Did they ensure you are using the latest hardware, or the actual router firmware?

Are you able to check the firmware and verify it is the most up-to-date version against an external source?

 

[FireHammer]

Did they ensure you are using the latest hardware, or the actual router firmware?

Are you able to check the firmware and verify it is the most up-to-date version against an external source?

Did they ensure you are using the latest hardware, or the actual router firmware?

Are you able to check the firmware and verify it is the most up-to-date version against an external source?
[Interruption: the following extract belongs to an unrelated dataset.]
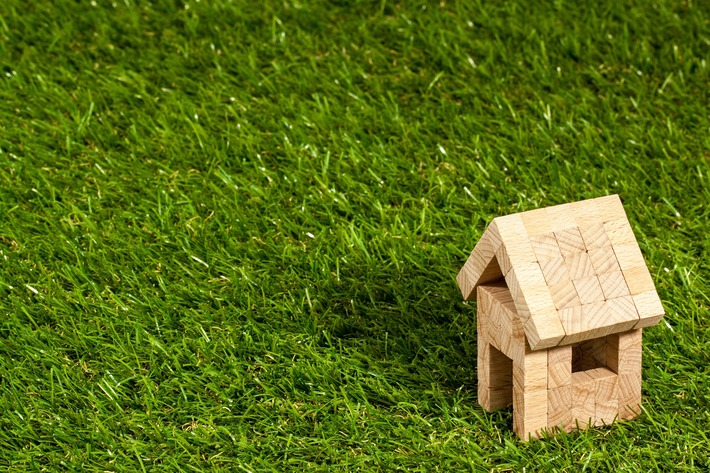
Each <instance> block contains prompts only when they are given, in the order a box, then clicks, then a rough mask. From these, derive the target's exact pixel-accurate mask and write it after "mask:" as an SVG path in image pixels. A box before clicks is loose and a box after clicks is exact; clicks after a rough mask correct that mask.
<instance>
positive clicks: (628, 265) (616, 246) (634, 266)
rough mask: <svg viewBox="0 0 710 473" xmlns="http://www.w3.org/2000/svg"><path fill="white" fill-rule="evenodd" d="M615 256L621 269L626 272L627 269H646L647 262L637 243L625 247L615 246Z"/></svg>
mask: <svg viewBox="0 0 710 473" xmlns="http://www.w3.org/2000/svg"><path fill="white" fill-rule="evenodd" d="M613 248H614V254H615V255H616V260H617V261H618V262H619V267H621V270H622V271H624V270H626V269H634V268H641V267H643V268H645V267H646V262H645V261H644V259H643V254H642V253H641V249H640V248H639V246H638V244H636V242H633V243H627V244H624V245H614V246H613Z"/></svg>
Hi, @Spawn , no I am not I am afried , I just took their word for it, my router is only six months old(technicolor), I got it because my old router also Technicolor had a chip witch was getting too hot, and could not deliver the speed I was paying for(300/50). I belive they said they kept the firmware up to date.

 

[SpiderWeb]

If a ransomware can run from a VM, sandboxed, why can't these vendors sandbox/VM their AVs? Microsoft has proven that Windows Defender can do this but even they don't enable it by default on most machines... At the end of the day AVs are software like any other but AV vendors are the most in denial about security flaws in their own products.

 

[bayasdev]

Most AV engines core modules are practically the same from 20 years ago, IMO 3rd party AVs increase the surface attack of Windows machines. A lockdown/default-deny protection approach it's superior but it has the clear disadvantage of limiting what the user can do on his computer so it will rarely be deployed outside of enterprise.